“You were never going to tell me, were you?”
“I’m sorry,” she muttered through the tears. “I wanted to, but I just didn’t know how you would react to it. I was afraid you would kill me or even do something worse to make me pay for my father’s betrayal. I swear I didn’t hide the details because I wanted to betray you.”
My jaw twitched, my hands balling into fists. “You don’t get it, do you? Your father betrayed me, but you choosing to keep that information from me was the biggest betrayal,solnishko. You knew how that would affect my family, and you still chose to not say anything.”
I wondered if she understood how serious things were. If I got taken down, it wouldn’t be long before the other rivals found her, and the thought of what they would’ve done to get information from her drove me crazy.
It would be a hundred times worse if any of those bastards knew her father worked for the FBI. They would torture her more as a traitor to get back at the dead man and the entire law enforcement for the times they fucked them up. She didn’tget it. She didn’t understand why I was so fucking mad right now.
She wiped her face with the back of her hands and sniffled. “Fine. Ask me anything. I’ll tell you everything I know.
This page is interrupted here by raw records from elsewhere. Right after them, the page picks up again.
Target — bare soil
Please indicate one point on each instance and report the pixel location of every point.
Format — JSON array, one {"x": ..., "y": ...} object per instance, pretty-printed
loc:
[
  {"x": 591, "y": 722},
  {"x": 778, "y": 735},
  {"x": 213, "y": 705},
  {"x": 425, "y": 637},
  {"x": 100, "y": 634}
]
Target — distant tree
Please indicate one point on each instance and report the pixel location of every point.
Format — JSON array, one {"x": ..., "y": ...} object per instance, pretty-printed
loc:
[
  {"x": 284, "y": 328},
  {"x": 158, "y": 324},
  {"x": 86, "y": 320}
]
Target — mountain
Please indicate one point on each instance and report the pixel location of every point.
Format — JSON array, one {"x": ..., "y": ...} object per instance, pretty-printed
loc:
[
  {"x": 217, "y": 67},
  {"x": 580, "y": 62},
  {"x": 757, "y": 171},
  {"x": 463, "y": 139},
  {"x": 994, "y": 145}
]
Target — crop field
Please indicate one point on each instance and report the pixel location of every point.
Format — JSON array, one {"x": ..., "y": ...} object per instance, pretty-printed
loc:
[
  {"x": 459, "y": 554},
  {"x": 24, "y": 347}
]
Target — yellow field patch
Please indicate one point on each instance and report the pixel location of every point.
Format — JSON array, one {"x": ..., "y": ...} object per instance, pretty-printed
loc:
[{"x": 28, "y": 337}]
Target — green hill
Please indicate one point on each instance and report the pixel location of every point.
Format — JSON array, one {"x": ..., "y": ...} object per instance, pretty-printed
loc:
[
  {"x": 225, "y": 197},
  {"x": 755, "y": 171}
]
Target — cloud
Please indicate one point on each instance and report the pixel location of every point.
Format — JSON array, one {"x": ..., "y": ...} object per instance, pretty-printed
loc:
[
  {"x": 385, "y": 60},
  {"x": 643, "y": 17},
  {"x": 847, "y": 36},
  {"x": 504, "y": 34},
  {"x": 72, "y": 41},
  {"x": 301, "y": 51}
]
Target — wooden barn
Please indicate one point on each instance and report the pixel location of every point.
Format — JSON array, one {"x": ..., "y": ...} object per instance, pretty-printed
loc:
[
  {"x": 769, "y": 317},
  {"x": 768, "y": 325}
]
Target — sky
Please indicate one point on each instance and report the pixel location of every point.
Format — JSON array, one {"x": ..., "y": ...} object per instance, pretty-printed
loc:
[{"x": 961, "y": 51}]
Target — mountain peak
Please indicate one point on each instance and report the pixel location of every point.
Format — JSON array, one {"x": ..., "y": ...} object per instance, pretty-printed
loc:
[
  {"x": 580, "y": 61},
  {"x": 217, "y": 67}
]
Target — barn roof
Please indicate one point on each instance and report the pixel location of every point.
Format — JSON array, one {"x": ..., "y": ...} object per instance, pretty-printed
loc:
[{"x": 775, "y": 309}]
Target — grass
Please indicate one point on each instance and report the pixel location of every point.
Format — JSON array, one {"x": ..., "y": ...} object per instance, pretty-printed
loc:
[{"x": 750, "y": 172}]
I promise.”
“Tell me everything you know about your father being FBI and why he joined the Bratva. Do not leave out a single detail,” I warned, my tone harsher than I intended. “It’s the only way we can keep the Bratva safe and find out who’s behind your father’s murder.”
Her tears made my chest clench painfully. I hated to see her cry, but I needed to put up a serious front to get the truth from her.
If Peter really had worked for the FBI, then they already knew enough to take us down. I needed to know who sent him, why, and how much he told them.
“I don’t know how it started. The night he came to see me, he was in a hurry and said he didn’t have much time,” she started, placing her hands between her thighs. “He told me he’d been sent to work for the Russian mafia as an undercover agent. He pretended to be a loyal dog to you guys while giving out information to the FBI.”
I swallowed hard. It was hard for me to come up with a mental image of Peter actually betraying us like that. He’d been loyal, more loyal than any of the men who’d ever worked for us, yet all of it was fake.
“But he told me the closer he got to you and the other members of the Bratva, the more conflicted he felt about it. Although you were into illegal businesses, you never hurt innocent people.”
I scoffed. Right, that was supposed to make me feel better about his betrayal. It was the same thing all the traitors said after they were caught.
It all made sense now, the raid the night the shipment arrived and how the FBI found out the Tyfun-1 was being smuggled into the country.
The pieces of the puzzle were coming together now, and it wasn’t so shocking because I’d always known if they had that much information, then someone was feeding them with it.
It had been Peter all along.
What didn’t make any sense to me was why the FBI would murder him so coldly and how other rival families got to know about the shipment.
There was a mole in the FBI; that was the only logical explanation for it.
Giselle’s shoulder sagged as if she was releasing a weight she’d held for so long. “That night, although he didn’t tell me exactly what it was, he said there was something the Bratva had and the FBI needed. I suppose it was the shipment you’re looking for.” She paused and lifted her chin. “He couldn’t bear to betray the Bratva, so he hid the shipment rather than turn it over to the FBI.”
I sat back, rubbing my jaw as I thought.
The night the warehouse was raided, Peter managed to hide everything before the police arrived. This wasn’t because he was smarter; it was because he was the whistleblower, and he knew they were coming.
He probably considered giving it to them but decided at the last minute not to.
“If he had the shipment they badly wanted, and he worked for them, then why would they kill him?” I asked. It was more of a rhetorical question, but I also hoped Giselle would have an answer to it.
She was the only person Peter had confided in before he died. He must have sensed that his death was near and told her everything that mattered.
“Dad told me he’d formed a bond with the Bratva that went beyond just work; he felt terrible about betraying you, so he decided he was going to quit his job and stop living a double life.” She held her breath. “That’s probably why they killed him.”
I dragged my hand through my hair, exhaling sharply. This was a whole lot to take in, and I had no freaking idea where to start.
On one hand, I was mad at Peter’s betrayal. On the other hand, I felt there wasn’t much to be mad about. He was just doing his job, and in the end, he risked his life and chose not to give away our most important shipment.
It was conflicting being in the situation I was in, and I wondered what my cousins would think about this if I told them.
“I’m so sorry about everything,” Giselle whispered. Her eyes were red and swollen, her breath shaky from crying.
All of this was breaking her apart. It affected her more than anyone else.